Teriyaki Chicken Rice Paper Rolls
WITH Sarah McCarthy
Dinner/Lunch • 10 Minutes • Serves: 1 • Cost: $3.90 per Serve
A classic lunch/dinner to share with your friend, to keep each other accountable to their healthy eating goals. A quick and easy lunch or dinner. Either buy a cooked chook from the shop or cook chicken breast (see our Shredded Chicken recipe). Always aim for a minimum of 3 different colours in your meal for healthy hair, skin and nails! For example the 3 different colours this meal has is: orange (carrot), red (capsicum) and green (cucumber).
INGREDIENTS
- 1 cup (160g) shredded cooked chicken (roast chicken OR our Shredded Chicken recipe)
- 1 carrot, sliced thinly
- 1 red capsicum, sliced thinly
- 1 cucumber, sliced thinly
- ¼ avocado, sliced thinly
- 2 tablespoon fresh coriander
- 2 tablespoon teriyaki sauce
- 1 tablespoon sweet chilli sauce
- 4 rice paper rounds
METHOD
- Combine chicken, coriander and sauces in large bowl.

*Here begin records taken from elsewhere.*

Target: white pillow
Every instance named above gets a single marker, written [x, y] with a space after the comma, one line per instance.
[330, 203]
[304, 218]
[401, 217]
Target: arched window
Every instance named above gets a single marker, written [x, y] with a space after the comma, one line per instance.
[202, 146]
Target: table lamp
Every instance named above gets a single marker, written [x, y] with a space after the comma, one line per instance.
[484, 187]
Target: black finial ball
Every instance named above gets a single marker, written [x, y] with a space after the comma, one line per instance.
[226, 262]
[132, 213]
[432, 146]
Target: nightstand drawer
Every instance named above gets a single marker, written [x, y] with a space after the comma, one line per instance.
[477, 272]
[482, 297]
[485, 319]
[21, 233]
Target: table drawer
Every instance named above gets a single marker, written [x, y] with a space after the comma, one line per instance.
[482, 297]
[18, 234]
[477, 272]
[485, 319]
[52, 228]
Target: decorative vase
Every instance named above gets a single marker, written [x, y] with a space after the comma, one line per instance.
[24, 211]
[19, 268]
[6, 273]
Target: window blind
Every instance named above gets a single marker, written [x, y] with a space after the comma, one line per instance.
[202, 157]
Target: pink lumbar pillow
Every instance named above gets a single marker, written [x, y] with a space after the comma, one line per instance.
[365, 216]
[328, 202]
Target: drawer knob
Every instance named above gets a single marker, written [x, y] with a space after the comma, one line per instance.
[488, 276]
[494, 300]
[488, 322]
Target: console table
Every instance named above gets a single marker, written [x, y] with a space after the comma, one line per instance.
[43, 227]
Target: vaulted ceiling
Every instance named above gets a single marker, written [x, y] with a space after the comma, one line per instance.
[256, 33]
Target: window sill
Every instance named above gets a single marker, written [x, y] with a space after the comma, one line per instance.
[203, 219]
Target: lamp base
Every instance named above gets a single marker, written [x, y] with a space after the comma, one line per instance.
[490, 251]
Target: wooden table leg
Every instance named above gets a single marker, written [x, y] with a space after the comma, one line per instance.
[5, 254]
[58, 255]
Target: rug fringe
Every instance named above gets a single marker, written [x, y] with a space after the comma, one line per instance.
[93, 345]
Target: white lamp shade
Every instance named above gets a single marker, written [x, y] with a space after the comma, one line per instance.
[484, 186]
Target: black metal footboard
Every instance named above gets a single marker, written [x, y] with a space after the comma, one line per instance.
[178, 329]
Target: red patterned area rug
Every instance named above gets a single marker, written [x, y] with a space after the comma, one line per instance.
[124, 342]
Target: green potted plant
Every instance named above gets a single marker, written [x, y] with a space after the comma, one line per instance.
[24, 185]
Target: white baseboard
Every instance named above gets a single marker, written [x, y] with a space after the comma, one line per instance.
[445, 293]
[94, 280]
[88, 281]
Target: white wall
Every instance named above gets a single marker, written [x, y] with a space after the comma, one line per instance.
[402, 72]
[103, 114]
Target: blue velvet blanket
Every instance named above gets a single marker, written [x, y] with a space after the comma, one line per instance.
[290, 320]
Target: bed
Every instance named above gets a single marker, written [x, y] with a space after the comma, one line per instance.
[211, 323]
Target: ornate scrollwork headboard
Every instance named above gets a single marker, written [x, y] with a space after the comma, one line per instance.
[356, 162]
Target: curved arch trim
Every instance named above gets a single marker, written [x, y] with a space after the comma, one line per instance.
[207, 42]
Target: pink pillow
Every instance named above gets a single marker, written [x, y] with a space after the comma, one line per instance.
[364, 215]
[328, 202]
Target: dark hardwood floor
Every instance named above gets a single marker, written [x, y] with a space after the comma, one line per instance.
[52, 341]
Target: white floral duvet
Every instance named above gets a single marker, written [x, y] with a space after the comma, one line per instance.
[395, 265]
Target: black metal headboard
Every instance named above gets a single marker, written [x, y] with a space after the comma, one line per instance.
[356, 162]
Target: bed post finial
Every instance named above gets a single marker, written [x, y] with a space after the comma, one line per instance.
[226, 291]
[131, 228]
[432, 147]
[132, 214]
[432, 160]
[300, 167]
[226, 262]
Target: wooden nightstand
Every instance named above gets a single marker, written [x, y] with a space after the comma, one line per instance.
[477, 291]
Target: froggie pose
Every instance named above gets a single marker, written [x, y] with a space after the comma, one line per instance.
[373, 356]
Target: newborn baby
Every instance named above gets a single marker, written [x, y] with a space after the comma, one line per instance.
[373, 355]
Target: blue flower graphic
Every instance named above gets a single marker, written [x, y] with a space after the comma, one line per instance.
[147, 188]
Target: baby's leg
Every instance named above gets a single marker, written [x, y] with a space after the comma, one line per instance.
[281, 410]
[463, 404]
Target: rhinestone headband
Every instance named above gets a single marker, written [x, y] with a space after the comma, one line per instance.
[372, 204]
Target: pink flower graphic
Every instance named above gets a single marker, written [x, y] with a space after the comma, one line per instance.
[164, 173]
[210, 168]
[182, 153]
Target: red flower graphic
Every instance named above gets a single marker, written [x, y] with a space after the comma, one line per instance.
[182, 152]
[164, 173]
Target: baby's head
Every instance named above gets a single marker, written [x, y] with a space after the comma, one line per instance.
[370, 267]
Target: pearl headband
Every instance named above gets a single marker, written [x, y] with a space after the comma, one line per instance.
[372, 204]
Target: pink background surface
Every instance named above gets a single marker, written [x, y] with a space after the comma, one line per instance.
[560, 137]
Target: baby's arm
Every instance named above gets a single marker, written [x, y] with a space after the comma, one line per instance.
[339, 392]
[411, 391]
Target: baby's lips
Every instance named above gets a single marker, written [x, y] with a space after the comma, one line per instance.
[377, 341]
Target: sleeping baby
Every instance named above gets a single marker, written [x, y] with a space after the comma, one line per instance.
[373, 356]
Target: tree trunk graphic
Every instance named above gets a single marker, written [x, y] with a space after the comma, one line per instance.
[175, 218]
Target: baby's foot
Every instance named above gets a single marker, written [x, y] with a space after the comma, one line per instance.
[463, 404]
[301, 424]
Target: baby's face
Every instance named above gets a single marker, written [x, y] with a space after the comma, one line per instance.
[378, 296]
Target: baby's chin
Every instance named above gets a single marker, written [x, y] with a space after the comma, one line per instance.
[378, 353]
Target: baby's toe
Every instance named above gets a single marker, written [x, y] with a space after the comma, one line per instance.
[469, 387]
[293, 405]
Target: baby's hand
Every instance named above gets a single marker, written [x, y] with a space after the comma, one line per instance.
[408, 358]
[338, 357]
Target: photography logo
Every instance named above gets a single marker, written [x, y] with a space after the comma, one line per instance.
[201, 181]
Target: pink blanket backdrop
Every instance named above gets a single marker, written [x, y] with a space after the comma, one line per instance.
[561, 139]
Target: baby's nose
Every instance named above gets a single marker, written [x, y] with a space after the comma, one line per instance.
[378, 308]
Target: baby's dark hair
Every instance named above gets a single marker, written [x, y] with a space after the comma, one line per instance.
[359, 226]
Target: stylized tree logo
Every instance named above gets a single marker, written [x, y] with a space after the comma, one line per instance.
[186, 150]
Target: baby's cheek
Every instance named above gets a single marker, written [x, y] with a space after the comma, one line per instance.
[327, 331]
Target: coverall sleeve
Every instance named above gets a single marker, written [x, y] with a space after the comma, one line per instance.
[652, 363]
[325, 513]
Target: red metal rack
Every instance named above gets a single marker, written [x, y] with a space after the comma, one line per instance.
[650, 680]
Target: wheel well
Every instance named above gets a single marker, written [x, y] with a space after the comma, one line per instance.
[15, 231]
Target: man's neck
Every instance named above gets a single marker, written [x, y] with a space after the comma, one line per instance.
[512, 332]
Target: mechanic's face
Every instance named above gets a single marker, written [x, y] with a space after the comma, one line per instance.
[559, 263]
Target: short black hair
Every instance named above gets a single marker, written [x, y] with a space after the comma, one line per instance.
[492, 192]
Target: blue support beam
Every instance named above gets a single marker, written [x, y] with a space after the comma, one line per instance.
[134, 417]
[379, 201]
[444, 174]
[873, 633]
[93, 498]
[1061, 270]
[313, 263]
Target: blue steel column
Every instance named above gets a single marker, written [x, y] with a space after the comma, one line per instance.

- Place one sheet of rice paper in medium bowl of warm water until just softened; lift sheet carefully from water, place on board.
- Place some of the filling in the centre of sheet with the vegetables; fold in sides, roll top to bottom to enclose filling. Repeat with remaining rice paper sheets and filling.